Pre-RFC: Break with value in for/while loops

exprosic · February 8, 2020, 5:46pm

Just to advertise the extra-block proposal:

It is better or equal to the status quo because it is backward compatible and it is a natural generalization for a sound and intuitive reason (see here). In another word, it is not really an "extra block" but rather an indispensable component that has been hidden and left implicit.
It is better than the Option proposal because of
- backward compatibility
- more natural behavior in mutual simulation (see below) due to intrinsic generality
It is better than the for with return-by-generator proposal because of
- backward compatibility
- that it is impossible to simulate the extra-block behavior with the return-by-generator for without heavy engineering, because the return type is forced to coincide with the return type of the generator, which to me is an awkward byproduct of the design, especially when the loop is returned from an inside break
- on the other hand, it is seamless to simulate the return-by-generator behavior with an extra block, if it is ever worth simulating
- that it is too ad-hoc to force the for loop, to evaluate to such a specific thing as what the generator left over, even though it might not be completely useless in specific cases

// Mutual simulation between `while` with extra-block and Option

// from extra-block to Option
while BOOL {
  ...
  break (Some x)
  ...
} else-or-whatever {
  None
}

// from Option to extra-block
match (while BOOL {
  ...
  break x
  ...
}) {
  None => {extra-block},
  Some(x) => x,
}

// Simulation of return-by-generator `for` with an extra block

for i in GENERATOR {
  ...
  break x
  ...
} else-or-whatever(result) {
  result
}

// Simulation of the extra block with a return-by-generator `for`
for i in GENERATOR-RETURNING-TYPE-I32 {
  ...
  break OOPS-IMPOSSIBLE-TO-RETURN-A-BOOL
// unless you are willing to do some surgery on the generator

withoutboats · February 9, 2020, 5:30pm

Python has this feature. In an informal survey of Python users less than 25% of respondents could select the correct answer for how it is evaluated. Most troublingly, more than 55%* selected an answer with the wrong semantics (as opposed to the other options - that they don't know or that they think it isn't valid).

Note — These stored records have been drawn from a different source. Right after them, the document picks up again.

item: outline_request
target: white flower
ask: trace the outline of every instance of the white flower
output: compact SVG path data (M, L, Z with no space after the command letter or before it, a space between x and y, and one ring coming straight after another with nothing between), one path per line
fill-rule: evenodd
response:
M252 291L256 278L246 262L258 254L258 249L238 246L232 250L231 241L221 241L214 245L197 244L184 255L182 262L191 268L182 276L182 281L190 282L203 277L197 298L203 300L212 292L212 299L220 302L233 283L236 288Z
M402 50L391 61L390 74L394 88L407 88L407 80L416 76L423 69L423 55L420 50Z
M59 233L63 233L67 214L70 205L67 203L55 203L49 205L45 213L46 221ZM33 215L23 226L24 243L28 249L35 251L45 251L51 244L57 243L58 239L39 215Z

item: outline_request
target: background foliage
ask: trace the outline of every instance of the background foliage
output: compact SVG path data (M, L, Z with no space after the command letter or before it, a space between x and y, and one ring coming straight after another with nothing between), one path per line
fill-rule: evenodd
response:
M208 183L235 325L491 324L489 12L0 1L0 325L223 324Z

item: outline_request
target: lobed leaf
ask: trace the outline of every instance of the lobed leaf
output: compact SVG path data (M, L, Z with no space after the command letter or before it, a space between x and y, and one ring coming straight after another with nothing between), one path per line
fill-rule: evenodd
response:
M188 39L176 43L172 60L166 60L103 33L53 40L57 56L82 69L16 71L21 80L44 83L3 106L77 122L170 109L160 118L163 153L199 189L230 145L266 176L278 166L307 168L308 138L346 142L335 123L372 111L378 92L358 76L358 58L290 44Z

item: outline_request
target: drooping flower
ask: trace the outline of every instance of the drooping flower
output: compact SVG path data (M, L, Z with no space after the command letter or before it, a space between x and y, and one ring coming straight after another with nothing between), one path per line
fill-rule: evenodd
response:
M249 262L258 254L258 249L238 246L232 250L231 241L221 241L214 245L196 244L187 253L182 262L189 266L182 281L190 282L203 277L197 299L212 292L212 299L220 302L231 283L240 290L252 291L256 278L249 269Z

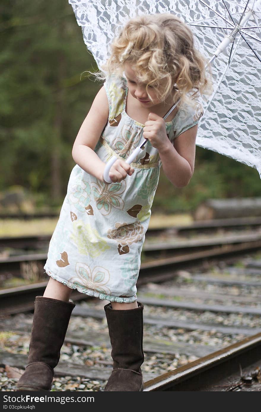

I know that people will continue discussing how to add this feature indefinitely, but every variation on the design has been considered and rejected by the lang team severla years ago. We have very little bandwidth and we are unlikely to revisit this question without strong, new motivating arguments .

*There were three other options that were wrong semantics. The single most popular wrong semantics was chosen by more than one and a half times as many people as the correct answer.

felix.s · February 10, 2020, 11:47am

This might be less of a problem for Rust, though. Given that loops in Rust are expressions, they always have to evaluate to something, so one can always ask ‘if the else block only runs if the loop doesn't run at all, what does the loop evaluate to otherwise?’ or ‘if a loop is broken with a value, where does the value of the else block go?’. When the user asks themself these questions, they'll realise they're probably missing something. In Python, loops are not expressions, so those questions are meaningless, and therefore it's easier to end up with a misconception. Given that this feature has been specifically requested so that all loops can return meaningful values, I expect usages where such questions are relevant and illuminating to be more common.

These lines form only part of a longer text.